(Burrowing Owl Update Below)
A landscape manager in charge of a golf course might consider putting a family of California Ground Squirrels in charge of mowing the putting greens. Instead of a noisy, expensive machine, these vegetarian Hoovers silently trim the young grass within millimeters of the soil at no cost. Of course, on a golf course they might create additional holes for balls to drop into, which could be a problem…. More than half a dozen of these little fur balls were munching on the new grass along the east side pathway after the rains stopped. They aren’t waiting for the grass to grow a couple of inches tall, or more. They’re chomping at it in the infant stage. They generally love new seedlings as young and fresh as they can get them. They’re particularly lethal on California Poppies, which is why we don’t have millions of these native flowers all over the park. The squirrels’ love for baby greens is also the reason why Chavez Park Conservancy volunteers put up plastic screens to protect the new native pollinator plantings around the Native Plant Area; see “Planting Party,” Nov 20 2022. Now if we could only train the squirrels to munch only on nasty exotic invasive weeds and leave wanted native pollinator plants alone ….
Burrowing Owl Update
No owl this morning! I could not spot the bird in either Perch B or Perch A. This has happened before.
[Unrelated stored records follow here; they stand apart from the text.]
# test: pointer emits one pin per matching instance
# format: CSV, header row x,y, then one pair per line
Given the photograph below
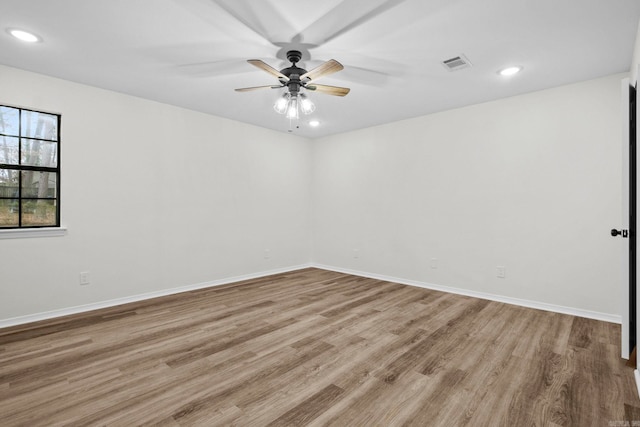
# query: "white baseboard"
x,y
5,323
611,318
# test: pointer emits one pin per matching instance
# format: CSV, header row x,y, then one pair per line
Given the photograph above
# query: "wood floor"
x,y
314,347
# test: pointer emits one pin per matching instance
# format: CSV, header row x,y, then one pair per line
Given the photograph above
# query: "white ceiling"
x,y
192,53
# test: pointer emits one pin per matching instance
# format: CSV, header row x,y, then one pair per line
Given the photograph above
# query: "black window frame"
x,y
20,168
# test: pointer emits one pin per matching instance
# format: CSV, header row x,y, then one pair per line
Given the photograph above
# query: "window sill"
x,y
21,233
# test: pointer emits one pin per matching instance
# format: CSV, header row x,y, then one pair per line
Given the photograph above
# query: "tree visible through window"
x,y
29,168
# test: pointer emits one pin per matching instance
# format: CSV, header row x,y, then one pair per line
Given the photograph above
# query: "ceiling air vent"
x,y
457,63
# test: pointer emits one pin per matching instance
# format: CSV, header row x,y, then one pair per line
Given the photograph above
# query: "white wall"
x,y
157,197
154,197
531,183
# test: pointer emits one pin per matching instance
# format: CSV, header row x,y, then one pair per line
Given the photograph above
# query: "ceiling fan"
x,y
294,79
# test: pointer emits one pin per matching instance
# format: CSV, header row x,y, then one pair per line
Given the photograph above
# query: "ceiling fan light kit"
x,y
294,79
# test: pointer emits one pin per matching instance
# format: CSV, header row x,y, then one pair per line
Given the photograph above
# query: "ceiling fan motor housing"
x,y
293,73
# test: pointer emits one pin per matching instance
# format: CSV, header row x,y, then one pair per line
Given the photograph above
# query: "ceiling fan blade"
x,y
329,67
249,89
268,68
329,90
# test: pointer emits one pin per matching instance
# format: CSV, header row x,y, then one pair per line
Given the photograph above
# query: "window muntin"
x,y
29,168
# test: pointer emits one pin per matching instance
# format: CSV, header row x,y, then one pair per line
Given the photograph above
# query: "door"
x,y
627,225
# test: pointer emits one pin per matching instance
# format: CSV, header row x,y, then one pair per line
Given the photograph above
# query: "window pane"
x,y
38,184
9,119
38,212
39,125
39,153
8,213
9,183
9,150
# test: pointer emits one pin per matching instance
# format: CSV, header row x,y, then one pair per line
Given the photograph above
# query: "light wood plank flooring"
x,y
314,347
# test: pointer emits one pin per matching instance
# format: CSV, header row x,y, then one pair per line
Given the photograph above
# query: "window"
x,y
29,168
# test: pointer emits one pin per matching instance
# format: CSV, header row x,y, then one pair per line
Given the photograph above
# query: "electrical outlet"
x,y
84,278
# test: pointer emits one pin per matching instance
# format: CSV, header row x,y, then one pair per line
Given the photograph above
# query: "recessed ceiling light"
x,y
510,71
25,36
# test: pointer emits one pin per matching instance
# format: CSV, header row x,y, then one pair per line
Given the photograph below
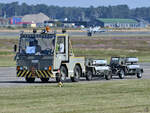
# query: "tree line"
x,y
74,13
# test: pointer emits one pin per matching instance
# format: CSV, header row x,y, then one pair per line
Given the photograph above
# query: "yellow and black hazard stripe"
x,y
38,74
24,73
44,74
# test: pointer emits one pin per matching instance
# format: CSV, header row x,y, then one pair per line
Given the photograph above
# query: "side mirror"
x,y
15,48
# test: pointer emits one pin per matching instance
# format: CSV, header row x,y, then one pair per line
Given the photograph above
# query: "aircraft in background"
x,y
94,29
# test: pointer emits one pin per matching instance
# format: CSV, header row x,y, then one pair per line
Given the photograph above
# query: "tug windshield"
x,y
37,46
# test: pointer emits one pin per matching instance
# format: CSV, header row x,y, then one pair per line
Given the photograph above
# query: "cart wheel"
x,y
89,75
139,75
121,74
30,80
44,80
108,76
77,74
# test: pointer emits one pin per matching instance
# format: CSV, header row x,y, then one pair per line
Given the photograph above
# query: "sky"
x,y
85,3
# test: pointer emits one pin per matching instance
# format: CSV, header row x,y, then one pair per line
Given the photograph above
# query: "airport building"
x,y
117,23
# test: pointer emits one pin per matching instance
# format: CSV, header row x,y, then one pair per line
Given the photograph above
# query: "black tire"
x,y
77,74
121,74
58,78
44,80
61,77
89,75
139,74
108,76
30,80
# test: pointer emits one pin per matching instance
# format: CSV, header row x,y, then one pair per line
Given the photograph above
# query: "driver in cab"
x,y
33,47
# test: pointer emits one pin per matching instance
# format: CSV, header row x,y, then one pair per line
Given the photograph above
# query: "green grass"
x,y
128,96
7,60
102,47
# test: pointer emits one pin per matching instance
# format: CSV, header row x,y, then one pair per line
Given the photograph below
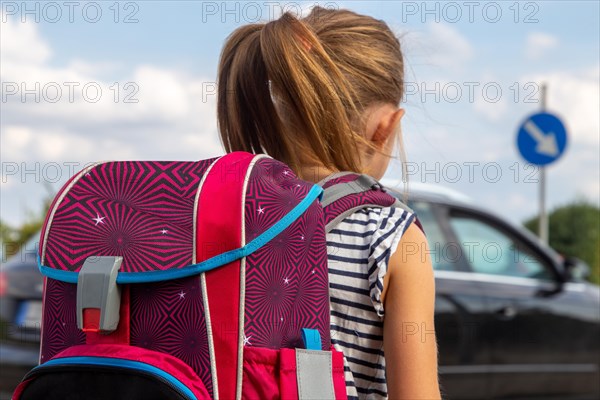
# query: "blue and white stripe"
x,y
359,249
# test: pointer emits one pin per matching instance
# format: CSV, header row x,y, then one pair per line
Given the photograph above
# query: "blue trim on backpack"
x,y
207,265
118,362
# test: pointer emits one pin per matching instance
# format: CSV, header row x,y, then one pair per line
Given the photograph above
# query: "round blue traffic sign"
x,y
542,138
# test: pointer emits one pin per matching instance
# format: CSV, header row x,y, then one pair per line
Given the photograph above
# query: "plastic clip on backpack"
x,y
191,280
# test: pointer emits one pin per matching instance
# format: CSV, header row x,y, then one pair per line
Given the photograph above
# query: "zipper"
x,y
77,364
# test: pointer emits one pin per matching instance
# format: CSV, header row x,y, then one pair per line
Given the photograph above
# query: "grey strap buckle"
x,y
98,296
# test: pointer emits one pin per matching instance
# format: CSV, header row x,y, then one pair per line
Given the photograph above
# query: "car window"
x,y
441,257
491,251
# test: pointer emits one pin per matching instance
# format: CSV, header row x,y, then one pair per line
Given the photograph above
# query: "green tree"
x,y
12,238
574,230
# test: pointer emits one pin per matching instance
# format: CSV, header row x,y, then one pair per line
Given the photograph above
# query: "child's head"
x,y
318,92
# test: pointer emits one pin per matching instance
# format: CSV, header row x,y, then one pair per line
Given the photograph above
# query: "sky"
x,y
106,80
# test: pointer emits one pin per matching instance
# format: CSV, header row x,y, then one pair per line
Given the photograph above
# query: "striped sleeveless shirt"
x,y
359,249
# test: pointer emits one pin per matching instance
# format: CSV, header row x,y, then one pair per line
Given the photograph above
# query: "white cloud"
x,y
20,43
538,44
441,46
174,116
492,98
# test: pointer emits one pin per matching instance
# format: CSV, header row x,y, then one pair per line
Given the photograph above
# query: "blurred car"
x,y
513,319
20,316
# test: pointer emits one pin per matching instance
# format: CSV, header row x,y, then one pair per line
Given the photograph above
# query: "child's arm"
x,y
408,333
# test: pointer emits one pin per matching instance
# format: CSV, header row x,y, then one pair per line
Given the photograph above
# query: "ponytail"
x,y
281,92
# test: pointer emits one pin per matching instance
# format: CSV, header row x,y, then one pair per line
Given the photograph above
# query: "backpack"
x,y
191,280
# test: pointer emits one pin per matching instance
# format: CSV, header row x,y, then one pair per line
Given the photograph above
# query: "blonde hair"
x,y
297,89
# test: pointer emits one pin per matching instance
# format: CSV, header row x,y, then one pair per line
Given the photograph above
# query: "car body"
x,y
20,314
512,320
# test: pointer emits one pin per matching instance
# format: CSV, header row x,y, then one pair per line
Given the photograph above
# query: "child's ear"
x,y
387,127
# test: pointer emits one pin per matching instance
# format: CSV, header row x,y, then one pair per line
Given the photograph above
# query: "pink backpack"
x,y
191,280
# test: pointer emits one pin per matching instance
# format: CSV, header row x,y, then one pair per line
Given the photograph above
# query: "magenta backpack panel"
x,y
140,210
286,280
171,240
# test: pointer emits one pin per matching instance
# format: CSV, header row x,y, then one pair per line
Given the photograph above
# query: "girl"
x,y
321,94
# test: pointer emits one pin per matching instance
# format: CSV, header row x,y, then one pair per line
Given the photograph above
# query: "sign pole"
x,y
543,218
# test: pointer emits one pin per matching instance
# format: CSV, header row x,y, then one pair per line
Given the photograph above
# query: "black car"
x,y
514,320
20,314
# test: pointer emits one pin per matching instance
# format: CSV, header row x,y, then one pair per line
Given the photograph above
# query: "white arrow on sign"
x,y
546,144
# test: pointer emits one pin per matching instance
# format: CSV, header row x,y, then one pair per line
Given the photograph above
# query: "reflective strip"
x,y
314,374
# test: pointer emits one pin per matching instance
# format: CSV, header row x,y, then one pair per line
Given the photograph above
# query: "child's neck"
x,y
314,173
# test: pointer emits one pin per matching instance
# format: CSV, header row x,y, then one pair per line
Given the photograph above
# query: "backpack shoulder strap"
x,y
345,193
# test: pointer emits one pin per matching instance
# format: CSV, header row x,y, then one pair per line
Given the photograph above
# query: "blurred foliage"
x,y
12,238
574,230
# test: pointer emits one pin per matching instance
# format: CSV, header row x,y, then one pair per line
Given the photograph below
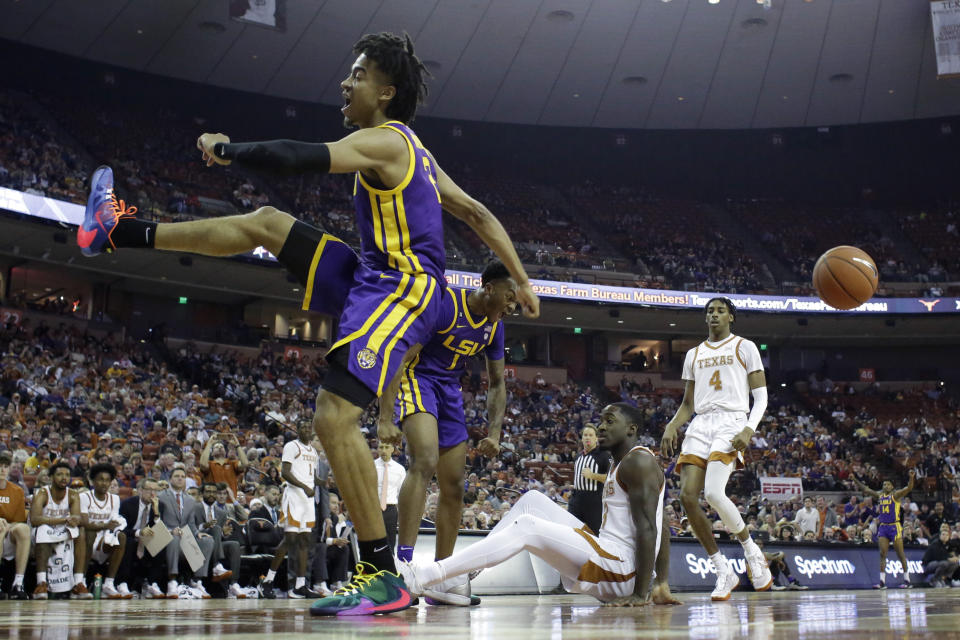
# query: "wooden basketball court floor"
x,y
810,614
The owl went to an unknown place on Nov. 2, 3, 13, 14, 19, 24, and 29, and on December 16, 20, and 25. (Here’s the calendar of its positions.) This is the first day in January that it has been absent from its usual spots. It must be somewhere, but so far no one has found the place or places where it goes. If you see it elsewhere, or if you see that it’s returned to its known perches today, Monday, please text me at 510-717-2414 or email firstname.lastname@example.org. Thank you. I will check again tomorrow morning and post an update here at 5 pm as usual.
Here by way of consolation is a photo that park visitor Becca Todd sent in today:
This actually looks like an AI fake made with Dall-E. But it’s a real photo that a real photographer took before Dall-E went public on the web. It comes off the national Audubon website. Thanks to Becca for the photo and the background by way of authentication.